Ulnar neuropathy at the elbow is the second most common entrapment neuropathy after carpal tunnel syndrome. Treatment may be conservative or surgical but optimal management remains controversial. This is an update of a review first published in 2010.
To determine the effectiveness and safety of conservative and surgical treatments in ulnar neuropathy at the elbow.
We searched the Cochrane Neuromuscular Disease Group Specialized Register (20 February 2012), CENTRAL (2012, Issue 2), MEDLINE (January 1966 to February 2012), EMBASE (January 1980 to February 2012), AMED (January 1985 to February 2012), CINAHL Plus (January 1937 to February 2012), LILACS (January 1982 to Feburary 2012), PEDro (January 1980 to February 2012), and the papers cited in relevant reviews.
The review included only randomised controlled clinical trials (RCTs) or quasi-RCTs evaluating people with clinical symptoms suggesting the presence of ulnar neuropathy at the elbow. We included trials evaluating all forms of surgical and conservative treatments. We considered studies regarding therapy of ulnar neuropathy at the elbow with or without neurophysiological evidence of entrapment.
Two authors independently reviewed titles and abstracts of references retrieved from the searches and selected all potentially relevant studies.
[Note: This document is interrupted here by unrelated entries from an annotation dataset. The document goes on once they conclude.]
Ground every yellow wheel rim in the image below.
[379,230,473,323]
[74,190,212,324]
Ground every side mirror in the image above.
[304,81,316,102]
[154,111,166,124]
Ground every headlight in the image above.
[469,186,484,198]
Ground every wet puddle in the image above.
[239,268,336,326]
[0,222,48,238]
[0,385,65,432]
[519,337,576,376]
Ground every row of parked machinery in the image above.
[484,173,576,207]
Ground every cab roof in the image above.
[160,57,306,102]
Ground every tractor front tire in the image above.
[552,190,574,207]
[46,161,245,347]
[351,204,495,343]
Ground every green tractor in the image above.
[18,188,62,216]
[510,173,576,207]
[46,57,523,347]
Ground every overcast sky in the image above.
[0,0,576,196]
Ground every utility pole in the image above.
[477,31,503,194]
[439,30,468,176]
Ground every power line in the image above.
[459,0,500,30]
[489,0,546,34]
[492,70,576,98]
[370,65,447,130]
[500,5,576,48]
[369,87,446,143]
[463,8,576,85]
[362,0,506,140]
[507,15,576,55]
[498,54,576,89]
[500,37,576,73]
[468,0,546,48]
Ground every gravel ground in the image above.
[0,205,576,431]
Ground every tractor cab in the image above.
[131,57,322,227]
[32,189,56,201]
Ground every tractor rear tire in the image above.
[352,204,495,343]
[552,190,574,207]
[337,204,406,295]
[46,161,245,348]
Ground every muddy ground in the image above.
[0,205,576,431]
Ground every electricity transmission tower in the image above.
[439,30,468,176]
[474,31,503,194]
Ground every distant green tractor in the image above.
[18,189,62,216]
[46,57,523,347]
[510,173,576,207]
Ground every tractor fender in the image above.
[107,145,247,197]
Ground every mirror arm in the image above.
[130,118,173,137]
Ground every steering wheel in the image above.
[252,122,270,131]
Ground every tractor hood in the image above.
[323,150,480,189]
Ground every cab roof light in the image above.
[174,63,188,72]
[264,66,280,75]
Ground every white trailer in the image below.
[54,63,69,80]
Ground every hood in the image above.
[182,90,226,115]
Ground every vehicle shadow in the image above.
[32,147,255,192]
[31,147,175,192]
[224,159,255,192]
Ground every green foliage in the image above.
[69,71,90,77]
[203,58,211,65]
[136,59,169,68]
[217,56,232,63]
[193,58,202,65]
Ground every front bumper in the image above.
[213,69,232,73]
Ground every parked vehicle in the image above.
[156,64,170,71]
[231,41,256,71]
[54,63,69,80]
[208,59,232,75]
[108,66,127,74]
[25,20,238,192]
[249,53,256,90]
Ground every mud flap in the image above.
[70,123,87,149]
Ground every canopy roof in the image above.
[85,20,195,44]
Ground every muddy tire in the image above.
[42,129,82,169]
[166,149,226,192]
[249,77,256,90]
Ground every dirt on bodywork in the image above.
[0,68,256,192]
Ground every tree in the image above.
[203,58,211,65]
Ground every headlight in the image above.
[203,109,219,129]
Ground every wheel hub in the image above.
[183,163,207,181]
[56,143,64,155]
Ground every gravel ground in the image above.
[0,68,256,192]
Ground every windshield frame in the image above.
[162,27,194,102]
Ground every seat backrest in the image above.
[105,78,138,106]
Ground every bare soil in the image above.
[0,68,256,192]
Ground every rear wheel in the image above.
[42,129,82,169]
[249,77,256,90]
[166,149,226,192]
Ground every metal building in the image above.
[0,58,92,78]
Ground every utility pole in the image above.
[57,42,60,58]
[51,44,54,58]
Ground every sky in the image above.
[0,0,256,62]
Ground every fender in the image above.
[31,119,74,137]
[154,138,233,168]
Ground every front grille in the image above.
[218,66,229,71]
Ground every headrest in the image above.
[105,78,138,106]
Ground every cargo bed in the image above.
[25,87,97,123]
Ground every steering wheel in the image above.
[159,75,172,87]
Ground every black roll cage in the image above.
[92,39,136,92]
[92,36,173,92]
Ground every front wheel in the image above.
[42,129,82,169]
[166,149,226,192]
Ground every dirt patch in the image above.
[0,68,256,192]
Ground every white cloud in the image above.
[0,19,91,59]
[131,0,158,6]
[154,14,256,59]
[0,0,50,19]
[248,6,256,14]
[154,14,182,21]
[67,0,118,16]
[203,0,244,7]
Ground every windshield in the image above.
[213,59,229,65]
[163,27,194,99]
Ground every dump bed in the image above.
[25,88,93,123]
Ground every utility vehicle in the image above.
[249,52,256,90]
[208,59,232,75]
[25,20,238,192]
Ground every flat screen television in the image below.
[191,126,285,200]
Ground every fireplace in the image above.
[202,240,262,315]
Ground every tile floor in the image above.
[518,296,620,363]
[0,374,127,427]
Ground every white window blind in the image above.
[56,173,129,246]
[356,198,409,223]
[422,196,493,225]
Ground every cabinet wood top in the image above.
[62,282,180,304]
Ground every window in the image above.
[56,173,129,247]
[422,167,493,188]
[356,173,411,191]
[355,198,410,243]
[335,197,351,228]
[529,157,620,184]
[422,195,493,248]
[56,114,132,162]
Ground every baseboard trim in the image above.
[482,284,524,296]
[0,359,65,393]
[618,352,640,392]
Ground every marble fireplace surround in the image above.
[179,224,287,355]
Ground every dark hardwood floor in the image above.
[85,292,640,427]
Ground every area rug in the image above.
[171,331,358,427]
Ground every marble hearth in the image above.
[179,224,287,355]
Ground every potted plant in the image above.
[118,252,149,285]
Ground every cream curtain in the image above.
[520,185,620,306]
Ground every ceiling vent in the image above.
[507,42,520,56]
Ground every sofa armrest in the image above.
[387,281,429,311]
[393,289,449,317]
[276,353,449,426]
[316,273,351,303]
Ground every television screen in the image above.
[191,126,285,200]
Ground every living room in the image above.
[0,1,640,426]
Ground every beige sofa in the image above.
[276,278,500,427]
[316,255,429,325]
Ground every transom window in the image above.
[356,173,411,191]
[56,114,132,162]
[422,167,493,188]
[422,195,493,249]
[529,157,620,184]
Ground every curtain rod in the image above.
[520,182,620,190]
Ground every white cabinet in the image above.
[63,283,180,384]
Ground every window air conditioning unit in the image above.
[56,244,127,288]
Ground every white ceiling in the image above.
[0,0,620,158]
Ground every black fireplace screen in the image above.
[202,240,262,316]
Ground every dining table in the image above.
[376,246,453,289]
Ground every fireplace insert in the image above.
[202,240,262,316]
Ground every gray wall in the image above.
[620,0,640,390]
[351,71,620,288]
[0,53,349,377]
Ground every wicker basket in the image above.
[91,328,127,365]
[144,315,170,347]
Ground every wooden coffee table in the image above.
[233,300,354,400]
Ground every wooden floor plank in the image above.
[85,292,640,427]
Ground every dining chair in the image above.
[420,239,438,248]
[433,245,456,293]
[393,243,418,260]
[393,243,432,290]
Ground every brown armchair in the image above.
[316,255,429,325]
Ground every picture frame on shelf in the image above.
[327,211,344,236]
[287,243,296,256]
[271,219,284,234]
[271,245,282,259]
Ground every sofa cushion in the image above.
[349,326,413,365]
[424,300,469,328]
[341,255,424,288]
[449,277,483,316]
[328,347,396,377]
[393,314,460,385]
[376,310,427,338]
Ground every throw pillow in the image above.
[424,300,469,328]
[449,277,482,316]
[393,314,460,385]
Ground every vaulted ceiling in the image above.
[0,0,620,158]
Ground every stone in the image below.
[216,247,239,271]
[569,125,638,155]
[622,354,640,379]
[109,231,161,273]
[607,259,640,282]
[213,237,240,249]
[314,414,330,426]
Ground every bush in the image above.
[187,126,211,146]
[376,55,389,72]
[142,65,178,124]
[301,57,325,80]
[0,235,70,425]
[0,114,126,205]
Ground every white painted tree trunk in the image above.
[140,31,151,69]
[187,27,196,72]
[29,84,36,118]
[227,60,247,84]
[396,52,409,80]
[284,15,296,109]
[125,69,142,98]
The authors extracted data from included trials and assessed trial quality independently. They contacted trial investigators for missing information.
We identified six RCTs (430 participants), with moderate quality evidence, for inclusion in the review. When the searches were updated in 2012 we found no further studies. The sequence generation was not adequate in one study and not described in two studies. We performed two meta-analyses to evaluate the clinical (three trials, 261 participants included) and neurophysiological (two trials, 101 participants included) outcomes of simple decompression versus decompression with submuscular or subcutaneous transposition.
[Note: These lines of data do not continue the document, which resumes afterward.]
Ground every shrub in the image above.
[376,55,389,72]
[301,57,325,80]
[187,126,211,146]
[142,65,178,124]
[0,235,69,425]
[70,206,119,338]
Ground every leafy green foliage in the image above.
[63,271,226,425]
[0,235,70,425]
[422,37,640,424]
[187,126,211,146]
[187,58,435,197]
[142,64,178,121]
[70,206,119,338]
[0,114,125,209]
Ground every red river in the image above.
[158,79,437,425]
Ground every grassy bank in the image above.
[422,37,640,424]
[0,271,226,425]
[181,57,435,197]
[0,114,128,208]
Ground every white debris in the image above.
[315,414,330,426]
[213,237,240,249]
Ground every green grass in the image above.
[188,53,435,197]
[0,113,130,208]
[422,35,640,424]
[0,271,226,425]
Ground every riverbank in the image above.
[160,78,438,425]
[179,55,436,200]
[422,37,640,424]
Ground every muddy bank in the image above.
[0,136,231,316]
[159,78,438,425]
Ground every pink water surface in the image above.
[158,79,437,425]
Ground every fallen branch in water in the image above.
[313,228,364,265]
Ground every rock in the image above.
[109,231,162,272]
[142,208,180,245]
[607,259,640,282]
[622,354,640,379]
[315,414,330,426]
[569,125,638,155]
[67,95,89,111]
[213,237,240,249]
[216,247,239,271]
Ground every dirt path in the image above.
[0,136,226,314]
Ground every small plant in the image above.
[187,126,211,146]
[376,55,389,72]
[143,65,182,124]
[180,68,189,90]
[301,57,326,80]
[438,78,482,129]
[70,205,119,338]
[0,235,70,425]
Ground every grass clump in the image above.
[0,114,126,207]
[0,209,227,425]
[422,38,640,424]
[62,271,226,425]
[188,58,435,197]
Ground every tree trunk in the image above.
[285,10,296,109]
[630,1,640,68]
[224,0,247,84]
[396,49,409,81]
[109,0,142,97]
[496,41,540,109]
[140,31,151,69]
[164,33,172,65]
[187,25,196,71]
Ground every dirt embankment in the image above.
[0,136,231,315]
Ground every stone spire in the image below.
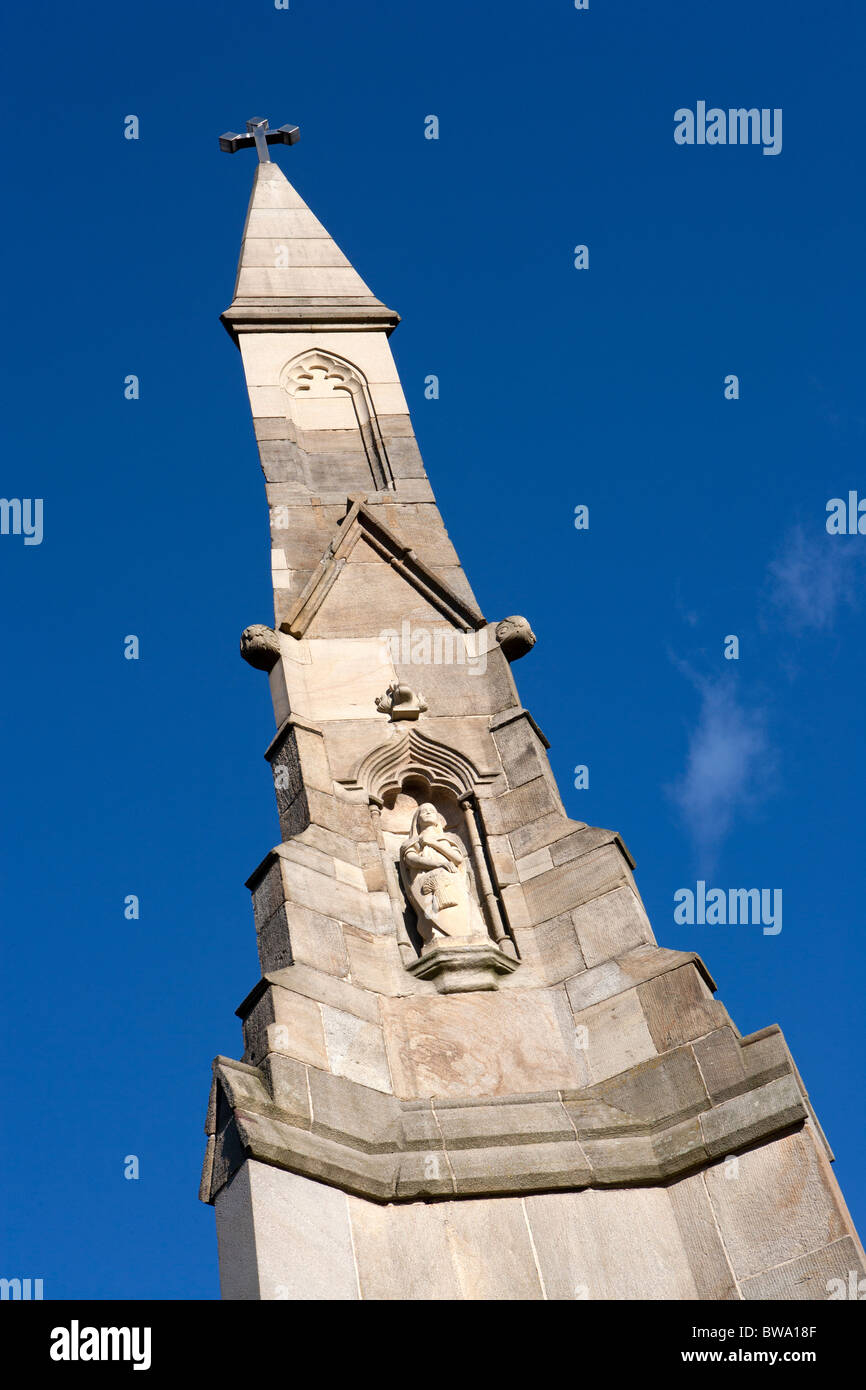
[222,163,400,338]
[202,143,866,1301]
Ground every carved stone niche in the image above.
[374,776,518,994]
We found no difference between simple decompression and transposition of the ulnar nerve for both clinical improvement (risk ratio (RR) 0.93, 95% confidence interval (CI) 0.80 to 1.08) and neurophysiological improvement (mean difference (in m/s) 1.47, 95% CI -0.94 to 3.87). In the simple decompression group 91 out 131 patients clinically improved; in the transposition group 97 out 130 patients improved. Transposition showed a higher number of wound infections (RR 0.32, 95% CI 0.12 to 0.85).
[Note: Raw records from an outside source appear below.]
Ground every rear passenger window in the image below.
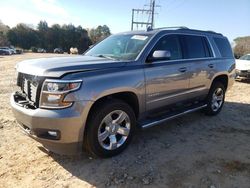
[153,35,182,60]
[214,38,233,58]
[183,35,212,59]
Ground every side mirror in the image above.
[148,50,171,62]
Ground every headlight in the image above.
[40,79,82,109]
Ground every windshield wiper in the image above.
[95,54,118,60]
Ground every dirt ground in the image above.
[0,54,250,188]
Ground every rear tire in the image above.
[205,82,226,116]
[84,99,136,158]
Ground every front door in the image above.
[145,35,190,110]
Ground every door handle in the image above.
[208,64,214,69]
[178,67,187,72]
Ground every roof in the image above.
[118,26,223,36]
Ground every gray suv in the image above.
[11,27,235,157]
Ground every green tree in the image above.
[0,20,10,46]
[89,25,111,43]
[7,24,39,49]
[234,36,250,58]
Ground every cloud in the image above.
[0,0,76,27]
[30,0,68,16]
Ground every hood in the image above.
[236,59,250,70]
[16,55,125,77]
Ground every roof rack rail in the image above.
[154,26,189,30]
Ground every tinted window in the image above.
[153,35,182,60]
[183,35,212,59]
[240,55,250,60]
[214,38,233,57]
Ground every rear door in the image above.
[145,34,190,110]
[181,35,215,99]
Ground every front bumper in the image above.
[10,94,92,155]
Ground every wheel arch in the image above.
[210,74,229,90]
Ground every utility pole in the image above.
[131,0,156,30]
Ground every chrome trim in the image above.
[39,79,82,109]
[142,104,207,129]
[44,79,82,83]
[147,86,206,104]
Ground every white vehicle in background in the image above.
[236,54,250,78]
[0,47,15,55]
[0,48,11,55]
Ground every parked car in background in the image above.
[69,47,78,54]
[0,48,11,55]
[0,47,16,55]
[236,54,250,78]
[54,48,64,54]
[37,48,47,53]
[11,27,235,157]
[16,49,23,54]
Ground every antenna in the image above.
[131,0,159,31]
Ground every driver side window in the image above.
[153,35,182,60]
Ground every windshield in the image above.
[240,55,250,61]
[85,34,152,60]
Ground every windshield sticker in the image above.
[131,35,148,40]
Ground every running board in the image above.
[141,104,207,129]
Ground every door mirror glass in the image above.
[148,50,171,62]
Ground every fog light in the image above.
[48,131,57,137]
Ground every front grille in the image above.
[17,73,43,107]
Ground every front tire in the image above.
[85,99,136,158]
[205,82,226,116]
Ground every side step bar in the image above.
[141,104,207,129]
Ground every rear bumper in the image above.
[236,70,250,78]
[10,94,92,155]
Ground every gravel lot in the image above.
[0,54,250,188]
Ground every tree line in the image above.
[234,36,250,58]
[0,21,111,53]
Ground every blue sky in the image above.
[0,0,250,41]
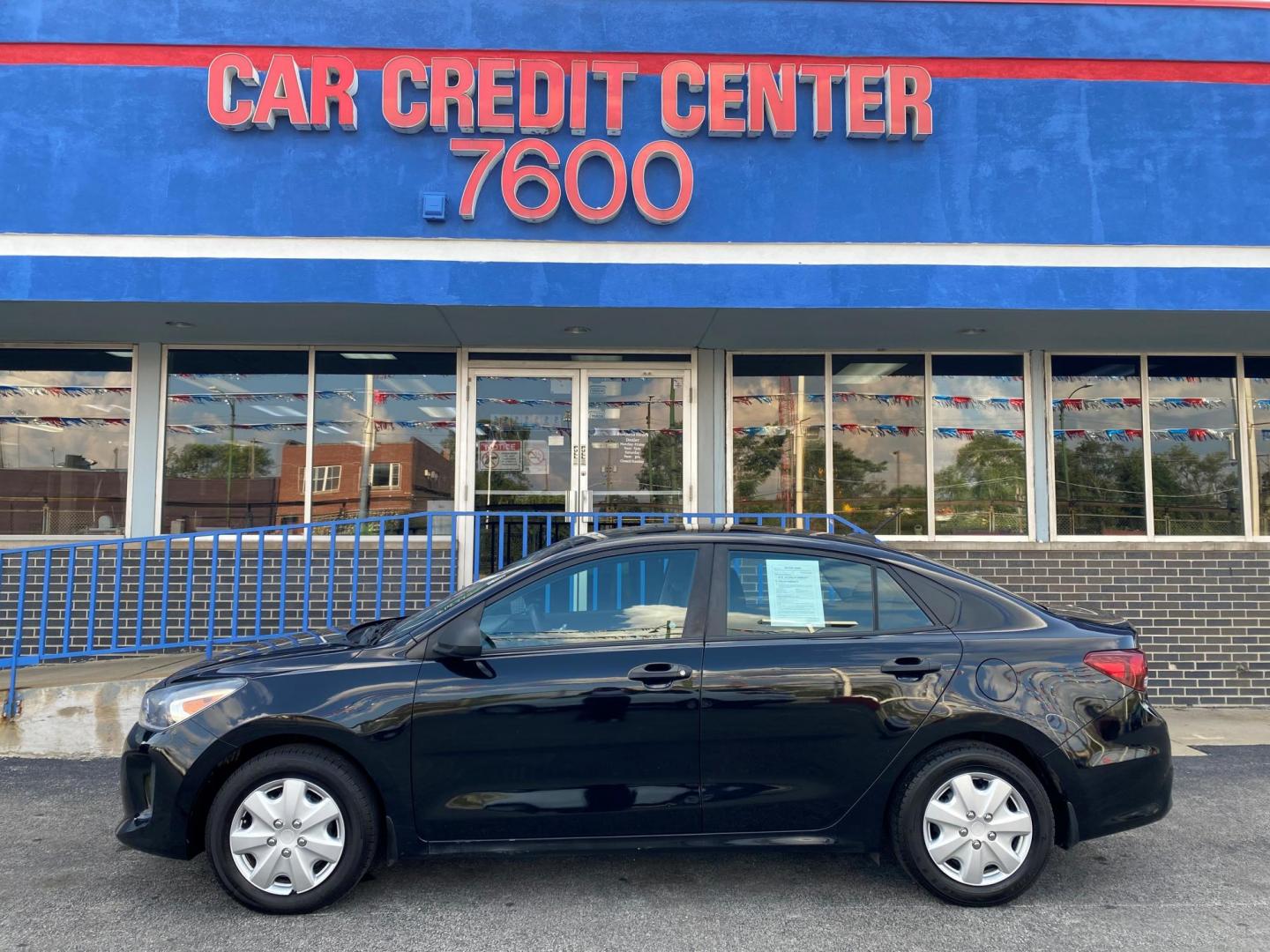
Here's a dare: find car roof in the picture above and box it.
[557,523,895,551]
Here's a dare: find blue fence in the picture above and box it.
[0,511,863,715]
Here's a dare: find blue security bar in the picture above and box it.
[0,511,868,716]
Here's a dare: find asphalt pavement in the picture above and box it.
[0,747,1270,952]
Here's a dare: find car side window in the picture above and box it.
[480,548,698,649]
[728,551,931,637]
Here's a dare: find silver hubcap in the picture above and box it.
[922,770,1033,886]
[230,777,344,896]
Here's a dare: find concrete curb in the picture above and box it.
[0,678,155,759]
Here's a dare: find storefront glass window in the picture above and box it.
[1244,357,1270,536]
[931,354,1027,536]
[160,350,307,532]
[730,354,826,513]
[1147,357,1244,536]
[0,348,132,536]
[310,350,456,528]
[1050,357,1147,536]
[831,354,930,536]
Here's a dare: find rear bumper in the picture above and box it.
[115,725,234,859]
[1045,692,1174,845]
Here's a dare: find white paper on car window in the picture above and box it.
[767,559,825,628]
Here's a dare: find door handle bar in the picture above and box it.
[881,658,944,678]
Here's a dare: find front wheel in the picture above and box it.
[205,745,378,914]
[892,742,1054,906]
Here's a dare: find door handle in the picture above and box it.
[626,661,692,690]
[881,658,944,678]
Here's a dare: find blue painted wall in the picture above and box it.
[0,65,1270,245]
[0,0,1270,309]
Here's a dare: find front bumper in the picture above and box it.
[115,721,234,859]
[1045,692,1174,845]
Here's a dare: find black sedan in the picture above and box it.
[118,527,1172,912]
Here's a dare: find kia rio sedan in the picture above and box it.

In one trial (47 participants) the authors compared medial epicondylectomy with anterior transposition and found no difference in the clinical and neurophysiological outcomes.
One trial (51 participants) assessed conservative treatment in clinically mild or moderate ulnar neuropathy at the elbow. The authors found that information on avoiding prolonged movements or positions was effective in improving subjective discomfort. Night splinting and nerve gliding exercises in addition to the information did not produce further improvement.